Jaguar Project (conclusion)

1955 Schwinn Starlet
1950 Schwinn B-6
Schwinn Black Phantom

It rained today, and I didn't get any work done on the B-6. I had planned on having all three bikes overhauled in the time it took to write the narrative of how I came to own them, but that didn't quite work out. The Jaguar Project turned out to be more involved than I had anticipated. But then again, make me a list of all the things that work out just the way they were planned. It occurred to me last night that I've made several references to the Schwinn Black Phantom, but most people outside of the antique and classic bike scene have never seen one. This picture came from Memory Lane Classics in Grand Rapids Ohio. Another great source for pictures and information about old bikes is Dave's Vintage Bicycles. They have an incredible gallery of old bike pic's, and it's worth some time to just go browsing through the folders. Beware, though. You don't have to come in contact with one of these things to get Old Bike Fever. You can catch a wallet draining case of it from pictures alone. The photo of the B-6 was taken in '93 when it was serving time as a living room decoration, and if you look closely at the shot of the Starlet, you'll notice that it's looking pretty dingy, the pedals are off the bike, and the tires are flat. I'll get to it soon enough, and then the whole fleet will be overhauled, and ready to ride.

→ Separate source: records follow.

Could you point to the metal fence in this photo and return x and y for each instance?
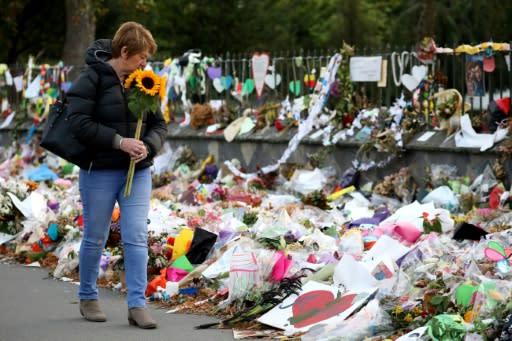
(295, 66)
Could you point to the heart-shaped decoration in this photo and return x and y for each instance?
(409, 82)
(259, 64)
(309, 81)
(419, 72)
(214, 72)
(226, 81)
(295, 87)
(273, 80)
(217, 84)
(317, 306)
(248, 87)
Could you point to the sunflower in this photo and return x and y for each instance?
(163, 85)
(129, 82)
(148, 82)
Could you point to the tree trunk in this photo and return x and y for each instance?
(80, 33)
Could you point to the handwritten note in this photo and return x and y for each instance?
(365, 69)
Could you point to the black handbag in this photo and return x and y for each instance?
(57, 137)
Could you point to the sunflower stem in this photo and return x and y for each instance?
(131, 170)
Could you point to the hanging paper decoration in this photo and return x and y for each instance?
(214, 72)
(295, 87)
(426, 50)
(260, 62)
(217, 84)
(273, 80)
(411, 81)
(309, 80)
(248, 87)
(497, 253)
(489, 61)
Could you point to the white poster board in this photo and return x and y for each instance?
(316, 303)
(365, 69)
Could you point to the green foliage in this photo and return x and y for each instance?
(250, 218)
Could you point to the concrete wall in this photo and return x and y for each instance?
(265, 148)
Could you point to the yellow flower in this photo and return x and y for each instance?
(148, 82)
(163, 83)
(129, 82)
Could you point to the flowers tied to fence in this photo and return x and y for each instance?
(144, 90)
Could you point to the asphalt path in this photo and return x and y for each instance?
(35, 307)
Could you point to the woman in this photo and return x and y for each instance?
(100, 119)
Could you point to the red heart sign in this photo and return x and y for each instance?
(318, 305)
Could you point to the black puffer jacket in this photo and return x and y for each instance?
(98, 110)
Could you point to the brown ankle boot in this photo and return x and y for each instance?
(140, 317)
(91, 311)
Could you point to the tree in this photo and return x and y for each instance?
(80, 32)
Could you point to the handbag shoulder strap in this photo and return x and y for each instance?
(94, 75)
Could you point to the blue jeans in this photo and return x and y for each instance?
(99, 191)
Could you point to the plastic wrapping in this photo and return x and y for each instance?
(371, 320)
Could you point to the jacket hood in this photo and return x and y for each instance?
(99, 52)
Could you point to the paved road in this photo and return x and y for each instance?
(34, 307)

It's a peculiar sort task- composing a narrative wherein the main character behaves in a -shall we say- less than admirable manner. Particularly when the main character is me. I could, at this point, sling some pious crap about 'turning my life around' back then, but that isn't part of this story. Just for the record, though, that was the end of my affair with the gal from the market. Yeah, she had her problems, but I behaved like a world class asshole, and she really didn't deserve to be treated like that. Some years later I looked her up and made a formal apology for my behavior. I did give cocaine the boot later in 1980, and to this day the very thought of it makes me sick. It's the uncontested heavyweight champion of dogshit drugs.

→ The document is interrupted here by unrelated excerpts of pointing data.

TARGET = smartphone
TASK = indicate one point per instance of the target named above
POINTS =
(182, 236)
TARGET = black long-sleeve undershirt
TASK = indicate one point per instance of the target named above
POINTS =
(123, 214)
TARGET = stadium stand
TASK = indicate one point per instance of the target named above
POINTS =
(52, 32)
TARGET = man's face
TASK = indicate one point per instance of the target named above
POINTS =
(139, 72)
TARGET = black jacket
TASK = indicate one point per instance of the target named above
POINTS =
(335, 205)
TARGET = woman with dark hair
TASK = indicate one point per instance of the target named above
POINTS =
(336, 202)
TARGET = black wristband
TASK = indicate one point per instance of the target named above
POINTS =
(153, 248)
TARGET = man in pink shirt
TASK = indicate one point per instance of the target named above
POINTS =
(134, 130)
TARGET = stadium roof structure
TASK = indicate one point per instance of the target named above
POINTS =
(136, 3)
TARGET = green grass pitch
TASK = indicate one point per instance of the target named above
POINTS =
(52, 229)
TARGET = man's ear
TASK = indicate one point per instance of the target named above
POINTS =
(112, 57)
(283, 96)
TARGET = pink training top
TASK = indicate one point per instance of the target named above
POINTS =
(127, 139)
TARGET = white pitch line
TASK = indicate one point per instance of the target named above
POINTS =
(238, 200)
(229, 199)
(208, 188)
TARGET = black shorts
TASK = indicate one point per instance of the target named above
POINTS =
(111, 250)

But back to the final notes on The Great Bike Hunt.
I patched up the damaged headlight shell with fiberglass, and fabricated a light to go inside. Not original equipment, but it would do. Now, with e-bay, Craig's list, and on-line collectors' forums at my fingertips it's only a matter of time before I find the original light tray that came with the machine. I mentioned that the B-6 was sporting chrome plated fenders when I bought it. The picture shows it as it is today, with correct fenders matching the rest of the bike. The fenders came to me in the last, and most improbable coincidence of all.
It was 1983. I had quit the utility company, and started the long, tedious march through my college education. The Starlet, and the B-6 were under wraps in a storage shed in my Dad's back yard. I kept the Jaguar out for occasional rides. It was Spring Break, and I was on Main Street in Huntington Beach just a block away from the intersection where I first spotted the Autocycle that lit the fuse on this whole obsession to begin with. Old Schwinns were a fad with the surfing scene, and one of the small shops had a dusty Black Phantom sitting in the window. I stopped to look, and a moment later another guy stood beside me checking out the Phantom. I always talk to strangers.
"Awesome old bike, huh?" I said.
"It sure is," he answered. "I have one like it at home. Only problem with mine is that it has painted fenders that belong on a maroon and cream B-6. I sure wish I could find the chrome ones that went with the bike."

(epilogue: The coolest bike ever built)


1 comment:

  1. Ah, you must have a way with strangers...Wonderful reading John! I really enjoyed this whole story. Truth sure surpasses fiction.Fascinating how these bikes held your integrity together even with your face in the grass and the law over your head.